28. Pretende o Reclamante a (i) Condenação subsidiária da Petrobras; (ii) pagamento de diferenças de adicionais de embarque e reflexos; (iii) pagamento do ticket alimentação de abril a junho de 2014;

(iv) reembolso do vale transporte por todo o período; (v) pagamento do aviso prévio; (vii) saldo de salário; (viii) férias acrescidas de 1/3; (ix) 13° salário proporcional de 2014; (x) multa de 40%; (xi) multas dos art 467 e 477 da CLT; (xii) indenização por danos morais; e (xiii) honorários advocatícios.
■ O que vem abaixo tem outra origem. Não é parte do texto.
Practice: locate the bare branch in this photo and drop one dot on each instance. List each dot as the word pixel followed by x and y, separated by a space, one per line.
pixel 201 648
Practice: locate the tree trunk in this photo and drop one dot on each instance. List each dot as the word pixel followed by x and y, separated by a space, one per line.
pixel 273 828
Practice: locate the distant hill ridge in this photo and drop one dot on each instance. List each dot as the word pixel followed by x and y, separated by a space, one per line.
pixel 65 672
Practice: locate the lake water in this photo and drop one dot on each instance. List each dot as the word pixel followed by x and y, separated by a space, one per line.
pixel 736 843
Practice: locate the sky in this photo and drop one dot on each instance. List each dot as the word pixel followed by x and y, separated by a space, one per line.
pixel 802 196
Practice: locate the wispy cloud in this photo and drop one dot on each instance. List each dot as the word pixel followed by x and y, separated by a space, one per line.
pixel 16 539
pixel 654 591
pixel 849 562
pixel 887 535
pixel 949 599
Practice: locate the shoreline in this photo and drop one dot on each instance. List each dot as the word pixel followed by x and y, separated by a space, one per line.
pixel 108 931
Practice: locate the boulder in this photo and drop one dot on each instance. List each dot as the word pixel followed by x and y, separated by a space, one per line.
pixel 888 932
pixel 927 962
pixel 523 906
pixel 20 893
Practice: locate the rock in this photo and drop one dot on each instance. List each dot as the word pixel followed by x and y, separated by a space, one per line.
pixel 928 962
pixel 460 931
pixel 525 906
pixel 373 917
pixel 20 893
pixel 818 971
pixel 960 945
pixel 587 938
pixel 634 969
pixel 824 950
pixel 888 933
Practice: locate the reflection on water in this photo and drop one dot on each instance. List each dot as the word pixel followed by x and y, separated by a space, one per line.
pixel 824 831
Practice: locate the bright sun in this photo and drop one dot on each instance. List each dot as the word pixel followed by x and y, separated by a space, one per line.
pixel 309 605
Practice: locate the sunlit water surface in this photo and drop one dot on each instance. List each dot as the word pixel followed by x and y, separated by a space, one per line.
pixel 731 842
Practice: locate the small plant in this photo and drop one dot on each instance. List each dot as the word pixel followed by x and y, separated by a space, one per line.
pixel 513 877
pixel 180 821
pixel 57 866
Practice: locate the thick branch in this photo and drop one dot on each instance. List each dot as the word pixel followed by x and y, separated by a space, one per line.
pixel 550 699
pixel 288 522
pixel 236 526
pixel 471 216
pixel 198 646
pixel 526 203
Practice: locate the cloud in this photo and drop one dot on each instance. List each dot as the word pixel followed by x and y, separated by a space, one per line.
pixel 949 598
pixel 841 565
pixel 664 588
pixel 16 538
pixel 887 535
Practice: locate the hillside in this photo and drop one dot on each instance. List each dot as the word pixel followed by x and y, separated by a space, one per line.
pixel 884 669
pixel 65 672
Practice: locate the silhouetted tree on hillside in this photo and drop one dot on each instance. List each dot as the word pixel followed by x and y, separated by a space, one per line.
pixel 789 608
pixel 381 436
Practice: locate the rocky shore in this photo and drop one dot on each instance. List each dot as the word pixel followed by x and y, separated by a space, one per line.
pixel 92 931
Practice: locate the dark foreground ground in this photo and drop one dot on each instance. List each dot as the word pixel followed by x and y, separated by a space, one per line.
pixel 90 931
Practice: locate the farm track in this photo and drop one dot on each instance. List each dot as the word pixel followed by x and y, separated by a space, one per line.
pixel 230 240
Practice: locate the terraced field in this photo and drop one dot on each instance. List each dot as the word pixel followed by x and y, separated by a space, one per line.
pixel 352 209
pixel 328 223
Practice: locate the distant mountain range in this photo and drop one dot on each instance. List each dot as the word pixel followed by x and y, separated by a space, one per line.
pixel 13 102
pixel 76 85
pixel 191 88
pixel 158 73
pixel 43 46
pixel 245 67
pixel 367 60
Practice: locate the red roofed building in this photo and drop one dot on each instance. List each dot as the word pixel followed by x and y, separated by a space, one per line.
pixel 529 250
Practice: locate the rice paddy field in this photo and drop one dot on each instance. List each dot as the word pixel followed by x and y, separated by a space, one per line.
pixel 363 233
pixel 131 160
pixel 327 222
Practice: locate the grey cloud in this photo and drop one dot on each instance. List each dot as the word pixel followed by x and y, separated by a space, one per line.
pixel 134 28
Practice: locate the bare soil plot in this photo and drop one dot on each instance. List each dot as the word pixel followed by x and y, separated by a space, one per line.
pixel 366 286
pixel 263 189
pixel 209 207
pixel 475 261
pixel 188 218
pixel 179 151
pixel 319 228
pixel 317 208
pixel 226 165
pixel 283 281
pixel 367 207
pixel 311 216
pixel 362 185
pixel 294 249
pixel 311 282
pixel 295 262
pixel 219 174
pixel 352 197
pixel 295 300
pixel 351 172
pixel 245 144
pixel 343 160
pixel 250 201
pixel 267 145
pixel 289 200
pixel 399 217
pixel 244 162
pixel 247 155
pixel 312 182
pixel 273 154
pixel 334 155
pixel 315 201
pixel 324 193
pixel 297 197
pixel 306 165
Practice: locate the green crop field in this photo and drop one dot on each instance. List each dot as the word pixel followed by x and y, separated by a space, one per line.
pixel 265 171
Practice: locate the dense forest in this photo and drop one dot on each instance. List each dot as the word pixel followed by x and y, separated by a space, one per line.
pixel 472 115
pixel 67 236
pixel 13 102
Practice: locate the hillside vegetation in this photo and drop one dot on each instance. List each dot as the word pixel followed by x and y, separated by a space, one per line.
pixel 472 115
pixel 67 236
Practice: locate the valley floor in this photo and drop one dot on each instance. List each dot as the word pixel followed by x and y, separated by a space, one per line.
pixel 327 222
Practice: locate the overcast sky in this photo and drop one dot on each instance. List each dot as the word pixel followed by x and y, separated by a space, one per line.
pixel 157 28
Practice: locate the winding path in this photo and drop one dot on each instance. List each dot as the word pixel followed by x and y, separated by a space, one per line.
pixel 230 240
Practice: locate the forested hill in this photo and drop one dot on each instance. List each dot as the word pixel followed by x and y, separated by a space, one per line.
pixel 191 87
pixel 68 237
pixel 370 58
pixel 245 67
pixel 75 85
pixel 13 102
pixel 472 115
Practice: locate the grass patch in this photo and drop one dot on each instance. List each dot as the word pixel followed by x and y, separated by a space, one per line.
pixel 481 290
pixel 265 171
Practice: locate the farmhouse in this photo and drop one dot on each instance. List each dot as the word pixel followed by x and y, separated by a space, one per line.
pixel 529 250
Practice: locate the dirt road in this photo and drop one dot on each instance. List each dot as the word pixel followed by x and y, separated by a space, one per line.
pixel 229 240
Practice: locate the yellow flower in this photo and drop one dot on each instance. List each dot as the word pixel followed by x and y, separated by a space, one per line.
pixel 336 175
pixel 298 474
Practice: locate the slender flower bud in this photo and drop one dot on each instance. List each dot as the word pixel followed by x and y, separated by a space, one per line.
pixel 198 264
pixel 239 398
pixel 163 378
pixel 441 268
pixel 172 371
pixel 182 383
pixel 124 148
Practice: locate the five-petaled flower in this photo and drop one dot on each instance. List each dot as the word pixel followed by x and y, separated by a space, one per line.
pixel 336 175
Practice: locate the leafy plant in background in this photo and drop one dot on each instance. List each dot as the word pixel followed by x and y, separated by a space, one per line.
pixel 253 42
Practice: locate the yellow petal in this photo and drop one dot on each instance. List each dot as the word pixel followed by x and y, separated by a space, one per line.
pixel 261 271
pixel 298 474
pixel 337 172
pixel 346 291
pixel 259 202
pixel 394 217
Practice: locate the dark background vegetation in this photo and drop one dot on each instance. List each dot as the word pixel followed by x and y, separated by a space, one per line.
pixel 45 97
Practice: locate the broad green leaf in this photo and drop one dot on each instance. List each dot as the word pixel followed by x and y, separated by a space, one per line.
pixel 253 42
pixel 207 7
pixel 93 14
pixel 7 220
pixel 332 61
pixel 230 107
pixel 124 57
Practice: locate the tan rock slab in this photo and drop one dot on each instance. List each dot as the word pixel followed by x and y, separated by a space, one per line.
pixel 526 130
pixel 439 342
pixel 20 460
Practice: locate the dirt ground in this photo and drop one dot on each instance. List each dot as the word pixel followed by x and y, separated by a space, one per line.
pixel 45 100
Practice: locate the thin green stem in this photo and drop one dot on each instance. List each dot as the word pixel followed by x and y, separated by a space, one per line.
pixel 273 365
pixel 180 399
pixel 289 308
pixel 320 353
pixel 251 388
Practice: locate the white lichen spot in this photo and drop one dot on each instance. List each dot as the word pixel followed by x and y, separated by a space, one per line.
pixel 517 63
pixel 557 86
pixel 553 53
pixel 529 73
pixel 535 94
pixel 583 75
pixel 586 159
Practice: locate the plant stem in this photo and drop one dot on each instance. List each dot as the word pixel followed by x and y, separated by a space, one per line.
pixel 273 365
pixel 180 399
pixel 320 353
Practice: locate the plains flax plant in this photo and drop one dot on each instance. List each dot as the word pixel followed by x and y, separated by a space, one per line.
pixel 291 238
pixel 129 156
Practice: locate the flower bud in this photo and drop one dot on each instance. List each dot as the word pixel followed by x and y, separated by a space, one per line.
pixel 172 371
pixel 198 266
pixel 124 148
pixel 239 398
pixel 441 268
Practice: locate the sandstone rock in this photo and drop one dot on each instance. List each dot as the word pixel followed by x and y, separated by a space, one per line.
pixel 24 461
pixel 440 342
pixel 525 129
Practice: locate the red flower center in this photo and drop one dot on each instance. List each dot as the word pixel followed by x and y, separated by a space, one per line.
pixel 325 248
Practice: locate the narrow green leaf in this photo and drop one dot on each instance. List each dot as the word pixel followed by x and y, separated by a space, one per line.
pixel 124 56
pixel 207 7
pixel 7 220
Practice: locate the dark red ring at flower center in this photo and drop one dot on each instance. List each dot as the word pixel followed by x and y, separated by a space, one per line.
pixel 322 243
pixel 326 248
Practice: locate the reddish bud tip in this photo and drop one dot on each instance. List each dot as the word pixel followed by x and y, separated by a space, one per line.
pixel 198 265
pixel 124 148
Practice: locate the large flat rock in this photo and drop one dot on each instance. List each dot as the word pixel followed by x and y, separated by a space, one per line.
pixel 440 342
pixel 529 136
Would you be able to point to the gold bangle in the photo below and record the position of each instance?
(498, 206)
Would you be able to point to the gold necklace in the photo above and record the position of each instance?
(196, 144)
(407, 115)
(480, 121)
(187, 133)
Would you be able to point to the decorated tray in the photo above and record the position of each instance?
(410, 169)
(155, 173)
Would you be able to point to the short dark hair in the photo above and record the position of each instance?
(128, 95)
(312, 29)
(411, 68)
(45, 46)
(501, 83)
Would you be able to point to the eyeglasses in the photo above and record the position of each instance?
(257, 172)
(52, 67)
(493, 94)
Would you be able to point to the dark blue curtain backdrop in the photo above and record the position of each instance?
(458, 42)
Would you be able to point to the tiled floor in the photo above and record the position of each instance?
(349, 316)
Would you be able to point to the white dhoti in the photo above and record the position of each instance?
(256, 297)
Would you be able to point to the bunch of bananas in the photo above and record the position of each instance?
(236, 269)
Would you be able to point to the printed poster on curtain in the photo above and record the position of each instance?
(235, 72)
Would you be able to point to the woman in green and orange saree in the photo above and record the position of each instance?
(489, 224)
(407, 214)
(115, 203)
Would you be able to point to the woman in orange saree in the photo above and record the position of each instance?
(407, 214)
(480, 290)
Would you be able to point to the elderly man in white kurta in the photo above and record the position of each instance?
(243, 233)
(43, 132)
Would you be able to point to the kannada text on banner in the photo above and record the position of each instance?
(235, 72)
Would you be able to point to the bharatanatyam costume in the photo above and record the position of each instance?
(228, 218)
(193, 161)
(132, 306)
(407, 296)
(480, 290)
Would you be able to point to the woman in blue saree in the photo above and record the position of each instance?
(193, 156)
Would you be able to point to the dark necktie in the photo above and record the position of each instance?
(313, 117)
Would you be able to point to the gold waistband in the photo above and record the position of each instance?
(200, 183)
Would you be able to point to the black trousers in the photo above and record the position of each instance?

V. Da verdade dos fatos: da atual situação econômica da empresa

29. Antes de ingressar no mérito da demanda, pelo princípio da lealdade e boa fé processual, cabe à Reclamada esclarecer a V.Exa. que vem enfrentado momentânea crise financeira, que foi agravada pela cessação da prestação de serviços à PETROBRAS, Segunda Reclamada que, por sua vez, ainda reteve indevidamente créditos da primeira Reclamada.

30. A empresa sempre agiu com transparência e todo o processo de dispensa foi informado ao sindicato de classe, e o pagamento das verbas rescisórias dos empregados dispensados vem sendo objeto de negociação com o Sindicato.

31. A crise que a empresa vem enfrentando, e que a levou a atrasar o pagamento das verbas rescisórias do Autor, é excepcional, momentânea, e será resolvida em curto prazo de tempo.

32. Cabe ressaltar, mais uma vez, que a empresa-ré que vem procurando negociar com os seus empregados, bem como com o Sindicato da categoria profissional, uma forma de honrar seus débitos com os antigos colaboradores, pois pretende satisfazer suas obrigações trabalhistas com a maior brevidade possível.

VI. Dos Pedidos

6.1. Das verbas rescisórias devidas

33. Inicialmente, em relação ao pedido de pagamento das verbas rescisórias devidas e reconhecidas pela empresa em decorrência da dispensa do Reclamante, a Reclamada informa que, como já dito, vem negociando com o sindicato uma forma de quitação desses valores.

34. Esclarece que o valor dos créditos que possui a primeira Reclamada com a PETROBRAS é suficiente para pagar as verbas rescisórias reconhecidas pela empresa como devidas aos trabalhadores dispensados, aí incluído e considerado o valor devido ao Autor.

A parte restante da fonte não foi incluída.